What is a brew? A brew implies an alchemical transformation of a solid of some sort, into a liquid of some sort. Beer is brewed, and little yeasties change the sugars into alcohol in your stein. Or you can make a simple cup of tea, and the heat and contact with water extracts the active ingredient of an herb, or the tasty parts, into the beverage in your cup.

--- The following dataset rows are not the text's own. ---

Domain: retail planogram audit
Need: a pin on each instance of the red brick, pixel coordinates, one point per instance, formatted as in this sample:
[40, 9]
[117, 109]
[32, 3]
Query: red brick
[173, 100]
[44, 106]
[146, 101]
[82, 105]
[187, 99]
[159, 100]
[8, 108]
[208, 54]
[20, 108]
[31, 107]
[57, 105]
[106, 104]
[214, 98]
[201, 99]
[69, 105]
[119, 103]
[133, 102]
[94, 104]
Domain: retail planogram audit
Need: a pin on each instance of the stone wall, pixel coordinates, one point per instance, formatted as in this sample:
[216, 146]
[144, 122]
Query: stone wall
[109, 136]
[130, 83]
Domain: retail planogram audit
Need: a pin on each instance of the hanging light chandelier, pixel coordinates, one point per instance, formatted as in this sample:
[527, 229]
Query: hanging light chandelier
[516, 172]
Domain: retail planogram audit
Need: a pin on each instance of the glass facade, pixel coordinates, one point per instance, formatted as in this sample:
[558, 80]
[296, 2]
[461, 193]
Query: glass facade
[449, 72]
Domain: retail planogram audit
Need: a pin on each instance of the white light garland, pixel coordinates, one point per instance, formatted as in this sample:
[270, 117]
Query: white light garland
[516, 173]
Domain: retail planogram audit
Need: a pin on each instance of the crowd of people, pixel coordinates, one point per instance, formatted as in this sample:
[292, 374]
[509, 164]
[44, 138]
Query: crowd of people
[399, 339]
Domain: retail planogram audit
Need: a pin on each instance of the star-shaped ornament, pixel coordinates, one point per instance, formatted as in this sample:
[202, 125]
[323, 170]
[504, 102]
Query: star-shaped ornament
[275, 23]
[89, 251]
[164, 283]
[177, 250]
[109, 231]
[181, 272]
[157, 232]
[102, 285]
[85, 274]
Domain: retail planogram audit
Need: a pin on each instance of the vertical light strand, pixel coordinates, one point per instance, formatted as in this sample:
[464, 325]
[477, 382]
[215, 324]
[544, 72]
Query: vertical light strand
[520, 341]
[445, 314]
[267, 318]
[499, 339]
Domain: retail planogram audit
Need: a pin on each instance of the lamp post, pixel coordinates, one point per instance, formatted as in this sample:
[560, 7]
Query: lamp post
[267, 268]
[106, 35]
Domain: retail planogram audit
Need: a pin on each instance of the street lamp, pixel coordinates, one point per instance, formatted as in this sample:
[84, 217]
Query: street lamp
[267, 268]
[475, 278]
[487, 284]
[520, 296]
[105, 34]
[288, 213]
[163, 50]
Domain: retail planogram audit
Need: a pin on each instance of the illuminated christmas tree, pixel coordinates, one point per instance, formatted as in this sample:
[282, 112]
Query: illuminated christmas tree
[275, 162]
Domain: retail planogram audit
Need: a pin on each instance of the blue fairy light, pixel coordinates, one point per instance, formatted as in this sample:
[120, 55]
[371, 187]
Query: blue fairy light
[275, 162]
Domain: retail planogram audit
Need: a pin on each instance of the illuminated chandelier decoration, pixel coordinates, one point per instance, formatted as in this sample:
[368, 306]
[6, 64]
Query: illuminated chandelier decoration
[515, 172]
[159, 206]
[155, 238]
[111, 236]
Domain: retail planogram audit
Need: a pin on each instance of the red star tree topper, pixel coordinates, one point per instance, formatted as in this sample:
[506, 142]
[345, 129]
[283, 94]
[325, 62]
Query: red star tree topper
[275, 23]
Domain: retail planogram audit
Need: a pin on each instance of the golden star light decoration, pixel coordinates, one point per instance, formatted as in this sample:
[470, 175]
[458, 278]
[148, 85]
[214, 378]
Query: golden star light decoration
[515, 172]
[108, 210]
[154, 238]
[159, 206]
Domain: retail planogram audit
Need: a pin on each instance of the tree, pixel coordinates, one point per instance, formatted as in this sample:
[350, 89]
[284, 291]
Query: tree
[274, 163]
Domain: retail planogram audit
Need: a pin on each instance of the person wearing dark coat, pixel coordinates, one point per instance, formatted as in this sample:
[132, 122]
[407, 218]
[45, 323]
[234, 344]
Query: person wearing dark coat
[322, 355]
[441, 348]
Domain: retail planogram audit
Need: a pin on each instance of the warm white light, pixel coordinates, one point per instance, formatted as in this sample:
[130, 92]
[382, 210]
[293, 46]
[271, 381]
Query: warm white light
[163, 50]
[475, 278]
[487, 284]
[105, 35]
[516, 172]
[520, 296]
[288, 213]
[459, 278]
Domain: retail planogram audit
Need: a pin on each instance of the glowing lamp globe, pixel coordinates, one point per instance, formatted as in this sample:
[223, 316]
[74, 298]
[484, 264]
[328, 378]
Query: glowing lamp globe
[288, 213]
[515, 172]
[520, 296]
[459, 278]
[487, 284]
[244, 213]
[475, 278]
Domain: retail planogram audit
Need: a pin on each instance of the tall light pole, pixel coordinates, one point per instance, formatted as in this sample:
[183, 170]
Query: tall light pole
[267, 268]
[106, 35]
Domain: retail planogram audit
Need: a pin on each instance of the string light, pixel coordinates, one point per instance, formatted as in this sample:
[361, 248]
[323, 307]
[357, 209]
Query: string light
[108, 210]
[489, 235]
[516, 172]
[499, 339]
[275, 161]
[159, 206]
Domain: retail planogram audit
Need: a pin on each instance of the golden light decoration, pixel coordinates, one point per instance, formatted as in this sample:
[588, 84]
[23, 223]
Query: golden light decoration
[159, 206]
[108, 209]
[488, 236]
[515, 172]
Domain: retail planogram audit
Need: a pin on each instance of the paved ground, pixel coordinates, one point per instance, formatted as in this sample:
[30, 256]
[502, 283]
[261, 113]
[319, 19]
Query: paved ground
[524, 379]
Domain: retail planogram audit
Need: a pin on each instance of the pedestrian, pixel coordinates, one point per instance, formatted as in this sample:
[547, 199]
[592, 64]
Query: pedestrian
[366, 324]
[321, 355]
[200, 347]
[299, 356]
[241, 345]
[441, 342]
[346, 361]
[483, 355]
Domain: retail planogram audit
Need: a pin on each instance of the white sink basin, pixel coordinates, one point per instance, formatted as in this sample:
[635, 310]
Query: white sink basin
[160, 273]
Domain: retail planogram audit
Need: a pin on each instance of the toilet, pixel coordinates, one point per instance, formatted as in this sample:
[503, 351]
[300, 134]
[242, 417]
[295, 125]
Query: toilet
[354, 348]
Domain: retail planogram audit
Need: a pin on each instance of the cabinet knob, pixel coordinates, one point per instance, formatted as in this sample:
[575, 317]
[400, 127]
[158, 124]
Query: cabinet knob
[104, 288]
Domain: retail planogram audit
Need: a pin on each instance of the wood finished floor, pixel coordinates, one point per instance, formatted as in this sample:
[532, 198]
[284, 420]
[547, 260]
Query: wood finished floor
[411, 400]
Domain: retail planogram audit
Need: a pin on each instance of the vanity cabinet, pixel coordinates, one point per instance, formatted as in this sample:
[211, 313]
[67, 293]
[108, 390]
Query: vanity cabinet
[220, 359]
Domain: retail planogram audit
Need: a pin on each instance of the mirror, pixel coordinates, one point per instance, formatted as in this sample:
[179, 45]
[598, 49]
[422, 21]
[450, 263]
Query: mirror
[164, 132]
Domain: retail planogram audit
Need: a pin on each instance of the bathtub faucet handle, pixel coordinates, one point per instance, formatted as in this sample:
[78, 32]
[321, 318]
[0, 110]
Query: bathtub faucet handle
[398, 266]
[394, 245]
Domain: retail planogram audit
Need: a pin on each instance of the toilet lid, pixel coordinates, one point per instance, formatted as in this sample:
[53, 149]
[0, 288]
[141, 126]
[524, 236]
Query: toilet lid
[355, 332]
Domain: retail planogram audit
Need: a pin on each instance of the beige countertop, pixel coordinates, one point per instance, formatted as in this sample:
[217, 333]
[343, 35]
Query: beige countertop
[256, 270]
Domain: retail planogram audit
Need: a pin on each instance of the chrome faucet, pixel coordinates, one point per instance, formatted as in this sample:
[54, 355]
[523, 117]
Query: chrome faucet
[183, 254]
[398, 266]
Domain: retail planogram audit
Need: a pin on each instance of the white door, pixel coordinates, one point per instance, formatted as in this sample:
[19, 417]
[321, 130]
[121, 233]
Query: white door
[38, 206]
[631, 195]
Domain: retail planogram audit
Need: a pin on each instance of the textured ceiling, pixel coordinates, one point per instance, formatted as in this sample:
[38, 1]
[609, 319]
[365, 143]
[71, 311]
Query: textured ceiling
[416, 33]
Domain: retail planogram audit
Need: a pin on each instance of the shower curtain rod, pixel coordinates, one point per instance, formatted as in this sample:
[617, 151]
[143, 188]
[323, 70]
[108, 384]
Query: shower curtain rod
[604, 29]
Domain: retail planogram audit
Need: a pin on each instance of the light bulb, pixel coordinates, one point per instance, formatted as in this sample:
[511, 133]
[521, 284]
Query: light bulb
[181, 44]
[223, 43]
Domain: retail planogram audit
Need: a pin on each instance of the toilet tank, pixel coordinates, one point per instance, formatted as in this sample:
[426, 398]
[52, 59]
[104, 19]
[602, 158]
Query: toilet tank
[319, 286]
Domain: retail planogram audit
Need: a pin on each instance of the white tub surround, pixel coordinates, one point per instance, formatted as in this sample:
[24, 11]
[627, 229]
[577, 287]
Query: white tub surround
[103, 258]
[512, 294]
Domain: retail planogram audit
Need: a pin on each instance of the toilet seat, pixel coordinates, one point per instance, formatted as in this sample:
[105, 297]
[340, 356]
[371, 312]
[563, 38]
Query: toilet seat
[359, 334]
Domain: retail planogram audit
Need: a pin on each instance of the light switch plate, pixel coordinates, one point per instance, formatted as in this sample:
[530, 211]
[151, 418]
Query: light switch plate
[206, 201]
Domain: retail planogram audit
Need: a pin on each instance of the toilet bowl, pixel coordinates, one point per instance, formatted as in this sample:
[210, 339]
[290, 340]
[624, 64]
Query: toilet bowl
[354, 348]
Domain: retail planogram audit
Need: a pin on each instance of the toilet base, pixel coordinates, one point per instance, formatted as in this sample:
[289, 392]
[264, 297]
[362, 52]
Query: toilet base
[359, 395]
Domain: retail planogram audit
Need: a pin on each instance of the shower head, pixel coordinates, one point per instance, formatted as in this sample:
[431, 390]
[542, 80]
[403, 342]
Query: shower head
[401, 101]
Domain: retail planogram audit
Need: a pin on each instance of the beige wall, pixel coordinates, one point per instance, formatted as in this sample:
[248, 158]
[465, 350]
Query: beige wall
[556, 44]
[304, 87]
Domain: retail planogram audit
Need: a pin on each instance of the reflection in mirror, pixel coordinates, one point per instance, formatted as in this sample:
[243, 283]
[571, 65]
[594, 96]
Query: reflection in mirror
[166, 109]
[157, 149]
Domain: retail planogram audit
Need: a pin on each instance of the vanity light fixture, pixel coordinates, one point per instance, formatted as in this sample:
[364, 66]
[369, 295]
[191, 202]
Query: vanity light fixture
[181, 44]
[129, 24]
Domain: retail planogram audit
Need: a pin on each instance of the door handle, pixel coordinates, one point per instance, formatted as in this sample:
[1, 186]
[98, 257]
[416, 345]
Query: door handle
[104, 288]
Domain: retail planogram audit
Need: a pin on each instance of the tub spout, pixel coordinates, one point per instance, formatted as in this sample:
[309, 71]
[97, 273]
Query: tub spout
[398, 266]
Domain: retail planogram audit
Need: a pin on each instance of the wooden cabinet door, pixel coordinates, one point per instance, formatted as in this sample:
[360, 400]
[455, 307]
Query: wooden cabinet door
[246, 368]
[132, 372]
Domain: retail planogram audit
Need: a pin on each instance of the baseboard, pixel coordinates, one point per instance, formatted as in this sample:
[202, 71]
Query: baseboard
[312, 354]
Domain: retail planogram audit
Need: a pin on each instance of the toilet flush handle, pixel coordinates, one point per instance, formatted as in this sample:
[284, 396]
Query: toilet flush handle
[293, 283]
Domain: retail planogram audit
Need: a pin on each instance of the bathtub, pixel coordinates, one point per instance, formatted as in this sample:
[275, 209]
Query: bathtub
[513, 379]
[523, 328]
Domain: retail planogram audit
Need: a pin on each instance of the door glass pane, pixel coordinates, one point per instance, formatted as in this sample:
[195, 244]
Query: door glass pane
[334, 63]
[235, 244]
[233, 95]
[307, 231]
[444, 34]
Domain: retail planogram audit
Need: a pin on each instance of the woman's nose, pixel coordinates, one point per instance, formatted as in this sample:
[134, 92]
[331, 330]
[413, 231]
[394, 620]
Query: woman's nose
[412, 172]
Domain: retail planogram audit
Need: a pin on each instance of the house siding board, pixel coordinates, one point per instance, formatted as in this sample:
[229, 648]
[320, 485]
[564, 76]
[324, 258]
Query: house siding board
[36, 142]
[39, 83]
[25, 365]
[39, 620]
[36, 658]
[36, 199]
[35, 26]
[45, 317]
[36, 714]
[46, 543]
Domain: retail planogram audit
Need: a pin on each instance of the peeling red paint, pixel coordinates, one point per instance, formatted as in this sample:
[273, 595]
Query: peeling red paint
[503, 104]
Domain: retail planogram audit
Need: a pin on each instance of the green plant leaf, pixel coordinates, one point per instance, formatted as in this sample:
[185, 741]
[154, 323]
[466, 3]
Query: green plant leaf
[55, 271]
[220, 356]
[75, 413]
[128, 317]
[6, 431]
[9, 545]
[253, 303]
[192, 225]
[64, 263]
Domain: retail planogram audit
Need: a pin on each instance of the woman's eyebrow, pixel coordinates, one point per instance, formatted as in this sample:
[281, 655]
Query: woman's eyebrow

So this is a broad category, and one of the main studies of the Potioneer. But to broaden the category further, you could include any decoction or infusion of an herb (or formula of herbs) into any liquid menstruum, including water, alcohol, and vinegar. Some might be intended for consumption, but others might be used for other spell or ritual purposes. For example, my Four Thieves Vinegar is a brew of herbs extracted into Vinegar that is not meant to be drunk. But herbalists make Fire Ciders which are Vinagar based brews that are dosed for internal consumption to prevent or treat infections. You can make a tincture of Benzoin which is used to preserve salves and lotions but would not be good to drink. This is an example of an alcohol-based brew that you would not drink. However, you can use Vodka or grain alcohol (because alcohol is an excellent solvent) to extract the active ingredients from a magickal or medicinal herb. You could drink this sort of brew and enjoy both the spirits of the herbs and the intoxication of the alcohol. You can make infusions or decoctions of edible herbs to drink as teas, or you could make a "tea" of toxic or bad-tasting herbs to use for nonconsumptive purposes, like Mandrake for your scrying bowl, or Alkanet for your exorcism asperger. A simmering pot, where you simmer herbs in a pot of water to fragrance the witches' kitchen, would be another example of a nonconsumptive brew.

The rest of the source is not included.